Senior Tory Jacob Rees-Mogg, chairman of the European Research Group, is understood to be drawing up the proposals with the help of former Brexit minister Steve Baker.
Up to 80 backbench Tories could support the plan in open defiance of the Government’s position on Brexit.
And the move is expected to intensify the party row over Europe in the run up to the annual Tory conference at Birmingham in the autumn.
Calls for a “positive” alternative vision of Brexit have been growing among Tories since Mrs May’s Cabinet agreed her compromise plan in an away-day summit at her Chequers country residence last month.
The agreed plan, including a “common rulebook” covering trade in goods, led to the resignations of senior minister Boris Johnson and David Davis.
Members of the European Research Group are understood to favour a free-trade deal similar to that recently agreed between the EU and Canada.
Such a model could allow tariff free trade without the UK remaining part of the EU’s single market or customs union.
The paper is expected to say that Britain could thrive on the basis of World Trade Organisation rules if Brussels refuses a Canada-style deal.
Former Cabinet minister Lord Lilley, a member of the European Research Group, yesterday insisted Mrs May’s plan was “moribund” and an alternative was needed.
“A trade deal would be the best outcome, but the Chequers plan is moribund,” he wrote in a newspaper article.
“No deal is likely and would be a good second best, making a better deal possible later.”
Lord Lilley added: “Far from falling off a cliff, World Trade Organisation terms are designed to ensure that members can trade without discrimination.
“The EU will have to offer us the most favoured nation terms its other leading trading partners enjoy.”
One European Research Group source was quoted by a newspaper yesterday as saying: “We have made it very clear that we do not accept the Chequers proposals but there is an acknowledgement that we need to make the case for an alternative.
“The tricky bit is coming to a common position that everyone can sign up to.

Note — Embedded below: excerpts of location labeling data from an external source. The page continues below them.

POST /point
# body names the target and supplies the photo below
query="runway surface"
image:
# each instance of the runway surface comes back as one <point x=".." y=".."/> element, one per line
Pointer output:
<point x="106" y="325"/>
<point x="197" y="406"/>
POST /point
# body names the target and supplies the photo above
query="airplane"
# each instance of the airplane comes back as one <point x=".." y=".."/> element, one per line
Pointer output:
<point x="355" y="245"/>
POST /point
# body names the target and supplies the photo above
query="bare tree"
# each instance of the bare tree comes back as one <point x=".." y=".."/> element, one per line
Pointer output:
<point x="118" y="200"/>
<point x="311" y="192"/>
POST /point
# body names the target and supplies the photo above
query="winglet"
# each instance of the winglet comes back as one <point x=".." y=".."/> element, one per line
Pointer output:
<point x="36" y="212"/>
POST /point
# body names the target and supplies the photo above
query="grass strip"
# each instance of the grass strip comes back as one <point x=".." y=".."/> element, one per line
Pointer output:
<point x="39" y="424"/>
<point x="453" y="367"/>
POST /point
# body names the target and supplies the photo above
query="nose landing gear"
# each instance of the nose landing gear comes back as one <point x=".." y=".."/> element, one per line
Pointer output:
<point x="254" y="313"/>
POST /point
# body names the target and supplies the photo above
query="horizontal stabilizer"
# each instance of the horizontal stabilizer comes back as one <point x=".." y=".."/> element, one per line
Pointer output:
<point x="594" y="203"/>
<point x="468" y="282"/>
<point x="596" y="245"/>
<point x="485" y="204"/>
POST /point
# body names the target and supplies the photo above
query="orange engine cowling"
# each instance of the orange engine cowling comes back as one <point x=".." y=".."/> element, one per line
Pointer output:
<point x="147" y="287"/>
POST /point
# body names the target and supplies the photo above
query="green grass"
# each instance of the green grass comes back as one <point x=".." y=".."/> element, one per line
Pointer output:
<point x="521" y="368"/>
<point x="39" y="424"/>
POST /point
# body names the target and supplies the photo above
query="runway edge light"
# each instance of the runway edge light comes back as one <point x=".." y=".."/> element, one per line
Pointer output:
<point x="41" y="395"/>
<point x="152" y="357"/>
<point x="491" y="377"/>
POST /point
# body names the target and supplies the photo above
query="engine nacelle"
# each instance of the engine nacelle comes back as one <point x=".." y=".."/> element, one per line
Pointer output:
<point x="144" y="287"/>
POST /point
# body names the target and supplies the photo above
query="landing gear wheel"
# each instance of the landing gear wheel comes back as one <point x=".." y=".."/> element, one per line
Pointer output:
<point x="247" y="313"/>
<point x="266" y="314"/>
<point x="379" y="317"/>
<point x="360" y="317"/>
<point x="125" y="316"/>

But I’m confident that we should be able to achieve that.”
Another source was quoted as saying: “We are working to come up with a positive policy paper that will take a realistic approach outlining what is acceptable in line with the referendum result.”

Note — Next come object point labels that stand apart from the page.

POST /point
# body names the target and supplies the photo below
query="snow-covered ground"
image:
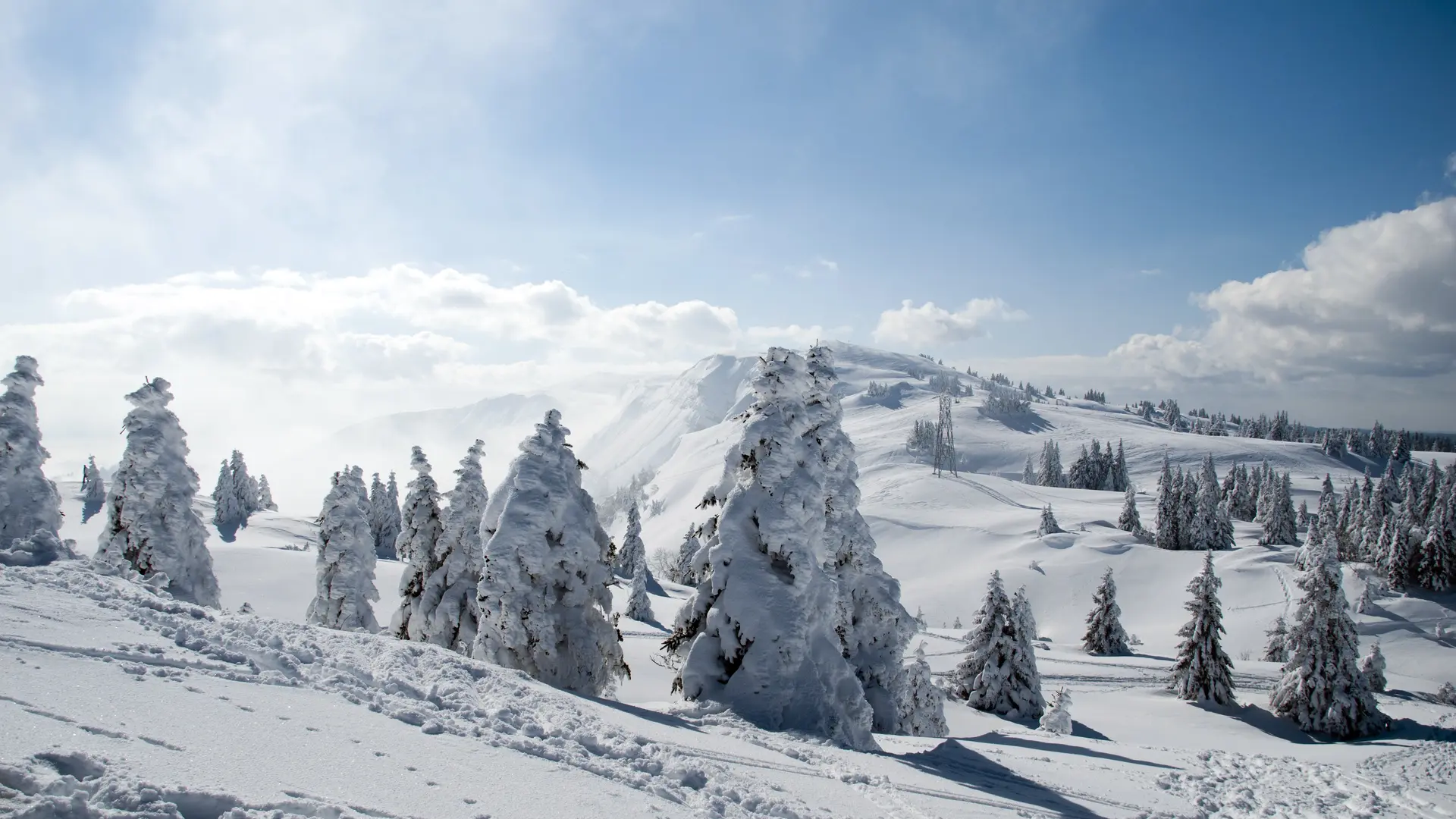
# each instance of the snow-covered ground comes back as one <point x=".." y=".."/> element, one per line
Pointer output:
<point x="112" y="695"/>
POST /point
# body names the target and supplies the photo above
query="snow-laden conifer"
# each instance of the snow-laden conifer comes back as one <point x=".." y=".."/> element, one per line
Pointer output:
<point x="639" y="607"/>
<point x="1106" y="634"/>
<point x="1276" y="642"/>
<point x="228" y="510"/>
<point x="1323" y="689"/>
<point x="1373" y="668"/>
<point x="1128" y="519"/>
<point x="30" y="502"/>
<point x="1279" y="519"/>
<point x="150" y="523"/>
<point x="1201" y="670"/>
<point x="447" y="607"/>
<point x="688" y="560"/>
<point x="632" y="550"/>
<point x="1168" y="503"/>
<point x="995" y="675"/>
<point x="1059" y="716"/>
<point x="265" y="494"/>
<point x="344" y="589"/>
<point x="545" y="595"/>
<point x="419" y="545"/>
<point x="1049" y="522"/>
<point x="761" y="632"/>
<point x="93" y="494"/>
<point x="922" y="703"/>
<point x="873" y="624"/>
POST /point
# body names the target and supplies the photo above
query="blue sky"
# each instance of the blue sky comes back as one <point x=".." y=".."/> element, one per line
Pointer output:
<point x="1090" y="165"/>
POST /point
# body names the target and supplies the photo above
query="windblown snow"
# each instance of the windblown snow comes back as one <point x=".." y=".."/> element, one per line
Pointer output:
<point x="117" y="700"/>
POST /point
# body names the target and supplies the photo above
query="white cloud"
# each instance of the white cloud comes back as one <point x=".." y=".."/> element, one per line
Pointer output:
<point x="1373" y="297"/>
<point x="929" y="324"/>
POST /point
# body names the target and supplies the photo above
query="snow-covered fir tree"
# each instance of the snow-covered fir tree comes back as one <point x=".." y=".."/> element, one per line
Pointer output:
<point x="228" y="509"/>
<point x="639" y="607"/>
<point x="447" y="607"/>
<point x="150" y="523"/>
<point x="1276" y="642"/>
<point x="1169" y="500"/>
<point x="545" y="595"/>
<point x="344" y="588"/>
<point x="30" y="502"/>
<point x="999" y="672"/>
<point x="1279" y="521"/>
<point x="922" y="703"/>
<point x="1203" y="670"/>
<point x="1106" y="634"/>
<point x="1059" y="714"/>
<point x="93" y="491"/>
<point x="761" y="632"/>
<point x="1323" y="689"/>
<point x="419" y="545"/>
<point x="265" y="494"/>
<point x="874" y="627"/>
<point x="1049" y="522"/>
<point x="1373" y="668"/>
<point x="632" y="550"/>
<point x="1128" y="519"/>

But the European Research Group is facing a challenge from a rival faction of MPs committed to backing the Prime Minister’s Brexit plans.

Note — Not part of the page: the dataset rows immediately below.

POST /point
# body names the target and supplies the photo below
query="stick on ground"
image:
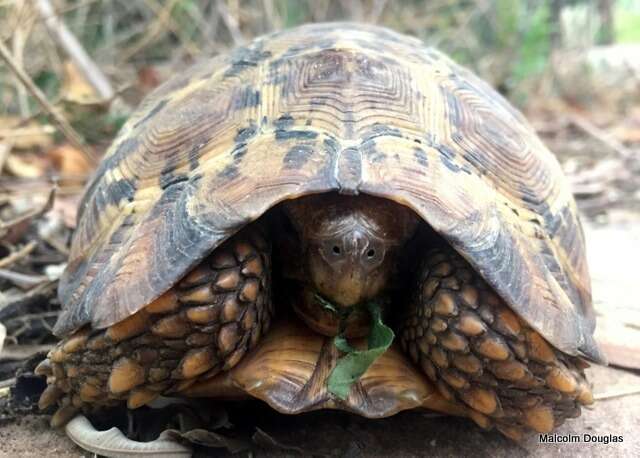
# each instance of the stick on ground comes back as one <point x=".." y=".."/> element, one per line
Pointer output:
<point x="69" y="132"/>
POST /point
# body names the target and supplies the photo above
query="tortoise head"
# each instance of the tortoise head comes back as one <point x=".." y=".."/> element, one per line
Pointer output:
<point x="350" y="243"/>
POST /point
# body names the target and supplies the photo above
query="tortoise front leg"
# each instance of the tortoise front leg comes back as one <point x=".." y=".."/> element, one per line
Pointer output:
<point x="479" y="353"/>
<point x="199" y="328"/>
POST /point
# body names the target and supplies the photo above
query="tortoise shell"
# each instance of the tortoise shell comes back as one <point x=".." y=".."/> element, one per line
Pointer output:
<point x="329" y="107"/>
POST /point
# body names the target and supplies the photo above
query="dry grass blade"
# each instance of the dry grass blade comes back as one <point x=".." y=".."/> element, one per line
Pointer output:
<point x="74" y="49"/>
<point x="603" y="137"/>
<point x="18" y="255"/>
<point x="6" y="226"/>
<point x="230" y="21"/>
<point x="69" y="132"/>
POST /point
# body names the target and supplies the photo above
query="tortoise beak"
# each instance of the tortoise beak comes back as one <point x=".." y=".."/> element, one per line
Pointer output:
<point x="350" y="267"/>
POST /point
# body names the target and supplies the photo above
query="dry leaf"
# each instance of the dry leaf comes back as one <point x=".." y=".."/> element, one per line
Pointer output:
<point x="26" y="165"/>
<point x="69" y="162"/>
<point x="148" y="78"/>
<point x="28" y="136"/>
<point x="76" y="89"/>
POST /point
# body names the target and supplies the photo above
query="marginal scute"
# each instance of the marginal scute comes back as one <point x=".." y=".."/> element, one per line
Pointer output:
<point x="173" y="326"/>
<point x="166" y="303"/>
<point x="129" y="327"/>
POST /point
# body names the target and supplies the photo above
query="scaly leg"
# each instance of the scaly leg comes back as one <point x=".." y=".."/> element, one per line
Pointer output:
<point x="202" y="326"/>
<point x="478" y="352"/>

The new Brexit Delivery Group, set up by backbenchers Andrew Percy and Nick Boles, is seeking to unite Tory MPs who voted both Leave and Remain in the 2016 EU referendum.
A letter from Mr Percy and fellow group supporter Simon Hart earlier this week urged colleagues to support a “pragmatic Brexit outcome”.
“We need an agreement that stands the best chance of getting through Parliament,” the pair wrote.
“We are worried that this outcome could be put at risk by those who, perfectly honourably, seek the purity of perfection.”